Would you like to say anything about the destinations, or relief efforts or what the cruise lines are doing to help?
Steve Hirshan: Avoya president Brad Anderson said it’s incredible what cruise lines have been doing in response to the hurricanes and evacuations—from donating the essentials such as food, water and medical supplies to the affected islands, to the various ways they have been supporting displaced residents and providing them with emotional support such as allowing them to bring pets on board.
Also, Avoya has been working with the Friends & Family Community Connection to provide support and funds to those impacted by Hurricane Harvey.
Uf Tukel: It's very sad to see the level of damage to Barbuda, St. Maarten and St. Thomas. I've been to St. Maarten and St. Thomas more times than I can count and it breaks my heart to see the destruction. I visited all three in February on a Windstar cruise.
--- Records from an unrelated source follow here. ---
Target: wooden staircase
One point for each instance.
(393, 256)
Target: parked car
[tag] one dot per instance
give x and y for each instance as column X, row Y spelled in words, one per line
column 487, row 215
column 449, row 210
The cruise lines are doing a wonderful job bringing supplies and providing aid. It was particulary moving to see Andy Stuart's blog regarding the Norwegian Sky trip to St. Thomas to help guests and Royal Caribbean providing housing on one of their ships to employees impacted by the storm. Bahamas Paradise has already chartered one of their ships to FEMA as a floating hotel for first responders and National Guard in St. Thomas. I wouldn't be surprised if we see more of this.
Alex Sharpe: Amazing! I have never been more proud of our industry. What cruise lines have done for their own co-workers is nothing short of inspiring. What they have done for stranded travelers and for the islands/destinations themselves is really what we are all about.
Certainly they are making an impact, but in the face of billions of dollars in damage, governments will have to come to the rescue as well. Ten percent of worldwide employment and 10% of the world’s GNP is related to travel and tourism, but in these islands, the percentage is much higher.
We all have a vested interest to help these folks recover, but we also have a moral obligation to continue to do the right thing and all of our supplier partners are doing so.
Drew Daly: Harvey, Irma and Maria’s impact in the Caribbean is just so tragic. The efforts undertaken by each cruise line have inspired the industry to do more to support the destinations and those areas affected.
I am proud to be a part of an industry that supports one another and rallies together to provide support to communities that are vital to our continued success. I would expect to see agencies and other organizations pulling together in the weeks ahead for additional efforts to help these areas.